Later this week I’m doing a post on a book with problems that I still loved and one I did not love. This book could be added to that post–admittedly as one I truly loved.
The Problems From Not Researching the Period Well Enough or Ignoring What The Author Learned in Her Research
- How the heck did they get all the stuff to do all that baking?? Minced pies and sugar buns and….for a whole VILLAGE? Every part of that was so severely rationed! Even if every village had donated their butter, margarine, bacon fat, egg (1 per week unless they raised their own) it wouldn’t have been enough! And where did the get the dried fruit for those pies? The war ended, but rationing only got worse.
- It was war-time. How did they not have people billeted with them? Hampshire isn’t very close to bombed-out London.
- I really do not think Miss Knight, who was 50-something, the child of the “big house,” her father the town aristocrat, would have ever gone to the local school except possibly for a prize-giving in which she was the honored guest giving the prizes.
- #metoo didn’t exist in 1945. It was called “business as usual” then. Many women truly and sadly believed they “earned” this behavior while others were just as furious as modern women but knew they’d be blamed in court if they pressed charges. Why? Women’s liberation was way into the future yet. Empowerment hadn’t yet been thought up.
- “Extremely old” pictures from the Edwardian era. I snorted tea here. Most of the characters were ALIVE then since the Edwardian Era was 1901 to 1910–or even up to WWI starting in 1914.
There are more…
It is fiction–the author can write whatever she wants, but a REAL EDITOR would have caught this stuff. This happens so often in historical fiction today–they ignore essential details. I see that the author has degrees in literature and law from one of Canada’s finest universities, but neither she nor her editor spotted these problems.
Then there is the other problem of historical fiction today: Modernizing attitudes, speech, and behavior.
- No, she was not a “house girl” (whatever THAT is?). Evie Stone was a MAID. This is not profane, it’s a job title. That was silly.
- I don’t think anyone, anywhere looked at literature or anything else “through the lens of X”.
- It was POSSIBLE to fly from the U.S.A. to the U.K. in September 1945 and a Hollywood studio likely had the pull to get tickets, but it would have been nearly impossible for a woman to just buy one at that moment.
- Like with “lens” I don’t think in 1945 people outside of the few psychologists spoke of “projecting” on to others.

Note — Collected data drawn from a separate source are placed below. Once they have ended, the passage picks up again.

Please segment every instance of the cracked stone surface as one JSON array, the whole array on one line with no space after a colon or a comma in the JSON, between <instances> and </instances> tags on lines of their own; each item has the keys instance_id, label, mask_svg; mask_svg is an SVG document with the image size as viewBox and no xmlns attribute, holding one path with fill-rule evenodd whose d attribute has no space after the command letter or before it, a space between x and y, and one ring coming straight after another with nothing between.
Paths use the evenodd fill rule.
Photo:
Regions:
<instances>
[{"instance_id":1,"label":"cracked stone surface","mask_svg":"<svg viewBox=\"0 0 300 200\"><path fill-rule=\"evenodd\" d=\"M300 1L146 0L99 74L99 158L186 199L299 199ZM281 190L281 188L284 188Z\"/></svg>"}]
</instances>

- “It’s all good,” I can promise you, MIGHT, have been uttered somewhere, but it was not common usage back then. Way too slangish, and way too American for a British story.

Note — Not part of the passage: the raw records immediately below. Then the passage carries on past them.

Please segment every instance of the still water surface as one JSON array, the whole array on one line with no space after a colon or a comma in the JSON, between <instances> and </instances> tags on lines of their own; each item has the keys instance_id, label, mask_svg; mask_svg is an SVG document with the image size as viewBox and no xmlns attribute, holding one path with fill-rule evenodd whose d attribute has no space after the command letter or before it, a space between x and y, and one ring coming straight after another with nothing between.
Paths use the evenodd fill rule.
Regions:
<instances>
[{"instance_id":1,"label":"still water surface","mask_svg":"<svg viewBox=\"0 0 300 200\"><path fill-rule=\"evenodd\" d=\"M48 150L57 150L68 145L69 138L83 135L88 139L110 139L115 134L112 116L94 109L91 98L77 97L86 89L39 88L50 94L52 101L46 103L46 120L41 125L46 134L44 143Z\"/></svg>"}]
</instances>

- No one was “informed by” anything back then except the radio and the newspaper. Their choices were not “informed” by things in their past or whatever.
- I can’t believe anyone would say “This God-awful war” even in October 1945 to anyone outside the immediate family. Why? They’ve just gone through a war in which uttering things like that could be heard and reported as “defeatist” though reporting in England wasn’t that big. Still.

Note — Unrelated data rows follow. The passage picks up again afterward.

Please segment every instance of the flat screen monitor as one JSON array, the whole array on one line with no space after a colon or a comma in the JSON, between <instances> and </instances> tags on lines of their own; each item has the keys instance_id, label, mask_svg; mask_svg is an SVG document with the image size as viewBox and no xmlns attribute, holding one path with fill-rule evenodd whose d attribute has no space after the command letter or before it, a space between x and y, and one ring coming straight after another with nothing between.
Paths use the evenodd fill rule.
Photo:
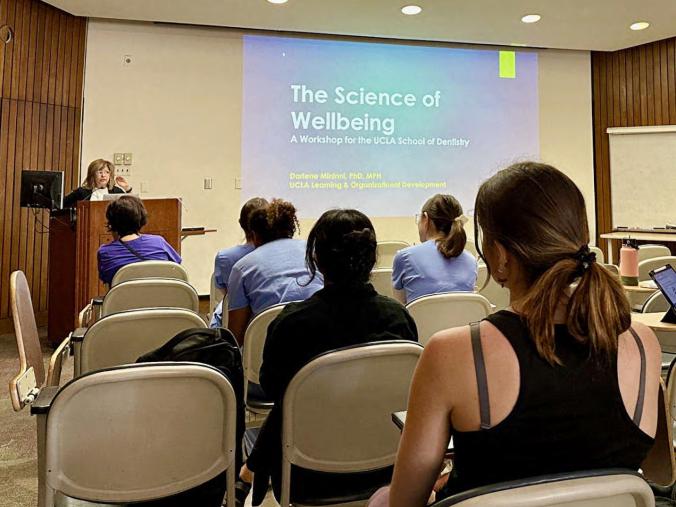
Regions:
<instances>
[{"instance_id":1,"label":"flat screen monitor","mask_svg":"<svg viewBox=\"0 0 676 507\"><path fill-rule=\"evenodd\" d=\"M21 171L22 208L63 208L61 171Z\"/></svg>"},{"instance_id":2,"label":"flat screen monitor","mask_svg":"<svg viewBox=\"0 0 676 507\"><path fill-rule=\"evenodd\" d=\"M676 271L671 264L651 271L650 276L655 280L669 305L676 308Z\"/></svg>"}]
</instances>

- I truly laughed out loud at the idea of someone sending “holiday” cards then!
- Please! NO ONE in the Western world of 1945 had a “mantra.”
Sadly, this is just from the earliest part of the book. I won’t list them all. This is becoming such a problem in historical fiction that I want to scream.
Nevertheless, I LOVED IT!
The characters were wonderful, the town had the right stuff going for it, and Jane Austen would be smiling. I can’t wait for the author’s next book and for the movie of this one.